To illustrate this, suppose we extend our Mnesia empTable with one internal column. We create it as before, but with an arity of 4, by adding another attribute.

mnesia:create_table([{name, employees},
                     {snmp, [{key, {integer, string}}]},
                     {attributes, {key, telno, row_status, internal_col}}]).

The last column is the internal column. When performing a set operation, which creates a row, we must give a value to the internal column. The instrumentation functions will now look as follows:

-define(createAndGo, 4).
-define(createAndWait, 5).

emp_table(set, RowIndex, Cols) ->
  notify_internal_resources(RowIndex, Cols),
  NewCols =
    case is_row_created(empTable, Cols) of
      true -> Cols ++ [{4, "internal"}]; % add internal column
      false -> Cols                      % keep original cols
  end,
  snmp_generic:table_func(set, RowIndex, NewCols, {empTable, mnesia});
emp_table(Op, RowIndex, Cols) ->
  snmp_generic:table_func(Op, RowIndex, Cols, {empTable, mnesia}).

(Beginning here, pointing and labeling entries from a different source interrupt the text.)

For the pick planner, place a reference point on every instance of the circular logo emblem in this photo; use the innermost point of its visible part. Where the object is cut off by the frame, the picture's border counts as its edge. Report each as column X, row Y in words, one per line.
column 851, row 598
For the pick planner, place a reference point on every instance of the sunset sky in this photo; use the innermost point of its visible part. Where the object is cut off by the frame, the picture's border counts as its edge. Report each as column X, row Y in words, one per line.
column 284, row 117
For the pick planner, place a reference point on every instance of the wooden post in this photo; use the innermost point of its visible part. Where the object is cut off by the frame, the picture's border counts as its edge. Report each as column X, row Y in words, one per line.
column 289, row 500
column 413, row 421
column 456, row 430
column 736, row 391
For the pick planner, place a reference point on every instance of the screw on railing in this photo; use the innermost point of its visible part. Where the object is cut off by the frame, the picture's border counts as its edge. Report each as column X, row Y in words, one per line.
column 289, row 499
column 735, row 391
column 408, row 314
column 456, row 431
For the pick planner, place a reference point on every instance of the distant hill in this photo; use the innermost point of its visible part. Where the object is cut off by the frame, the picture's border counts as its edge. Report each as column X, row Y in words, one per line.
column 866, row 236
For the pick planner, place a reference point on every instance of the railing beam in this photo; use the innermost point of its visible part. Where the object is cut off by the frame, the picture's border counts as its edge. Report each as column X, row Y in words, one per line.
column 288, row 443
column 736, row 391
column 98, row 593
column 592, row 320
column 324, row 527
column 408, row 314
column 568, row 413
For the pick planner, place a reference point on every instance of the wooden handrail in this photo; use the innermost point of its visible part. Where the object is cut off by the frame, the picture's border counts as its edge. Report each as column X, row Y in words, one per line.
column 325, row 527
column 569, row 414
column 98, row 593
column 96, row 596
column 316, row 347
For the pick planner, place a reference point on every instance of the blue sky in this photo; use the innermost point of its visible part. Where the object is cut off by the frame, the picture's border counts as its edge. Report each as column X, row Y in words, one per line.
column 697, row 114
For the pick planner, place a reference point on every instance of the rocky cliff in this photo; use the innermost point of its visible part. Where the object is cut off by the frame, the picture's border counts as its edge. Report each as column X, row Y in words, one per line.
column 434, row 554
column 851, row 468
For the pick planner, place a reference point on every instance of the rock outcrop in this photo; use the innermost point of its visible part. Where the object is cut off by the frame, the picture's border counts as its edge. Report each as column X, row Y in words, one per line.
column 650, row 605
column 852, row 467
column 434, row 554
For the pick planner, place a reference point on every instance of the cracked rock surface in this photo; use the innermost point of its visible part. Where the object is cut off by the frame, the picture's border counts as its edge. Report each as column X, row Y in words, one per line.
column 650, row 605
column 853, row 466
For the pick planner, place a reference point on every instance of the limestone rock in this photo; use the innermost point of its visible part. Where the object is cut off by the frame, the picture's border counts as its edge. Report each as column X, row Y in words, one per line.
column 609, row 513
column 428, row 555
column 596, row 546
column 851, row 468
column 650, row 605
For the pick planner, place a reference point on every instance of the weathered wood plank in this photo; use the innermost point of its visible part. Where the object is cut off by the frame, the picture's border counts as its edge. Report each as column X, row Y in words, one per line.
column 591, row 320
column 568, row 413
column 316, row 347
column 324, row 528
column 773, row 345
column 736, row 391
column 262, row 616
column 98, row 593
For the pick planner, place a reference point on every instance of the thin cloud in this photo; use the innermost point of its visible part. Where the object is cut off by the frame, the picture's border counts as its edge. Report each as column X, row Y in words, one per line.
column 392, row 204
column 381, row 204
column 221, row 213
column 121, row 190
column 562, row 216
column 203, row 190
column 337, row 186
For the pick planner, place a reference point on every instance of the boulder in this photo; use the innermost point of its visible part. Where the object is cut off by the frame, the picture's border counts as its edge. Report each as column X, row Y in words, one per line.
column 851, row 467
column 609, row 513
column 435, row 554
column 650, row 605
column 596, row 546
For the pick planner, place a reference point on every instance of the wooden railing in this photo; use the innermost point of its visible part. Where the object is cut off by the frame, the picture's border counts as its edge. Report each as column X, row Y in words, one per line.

is_row_created(Name, Cols) ->
  case snmp_generic:get_status_col(Name, Cols) of
    {ok, ?createAndGo} -> true;
    {ok, ?createAndWait} -> true;
    _ -> false
  end.

If a row is created, we always set the internal column to "internal".

In some aspects the agent does not implement SNMP fully. Here are the differences:

  • The default functions and snmp_generic cannot handle an object of type NetworkAddress as INDEX (SNMPv1 only!). Use IpAddress instead.
  • The agent does not check complex ranges specified for INTEGER objects. In these cases it just checks that the value lies within the minimum and maximum values specified. For example, if the range is specified as 1..10 | 12..20 the agent would let 11 through, but not 0 or 21. The instrumentation functions must check the complex ranges itself.
  • The agent will never generate the wrongEncoding error. If a variable binding is erroneous encoded, the asn1ParseError counter will be incremented.
  • A tooBig error in an SNMPv1 packet will always use the 'NULL' value in all variable bindings.
  • The default functions and snmp_generic do not check the range of each OCTET in textual conventions derived from OCTET STRING, e.g. DisplayString and DateAndTime. This must be checked in an overloaded is_set_ok function.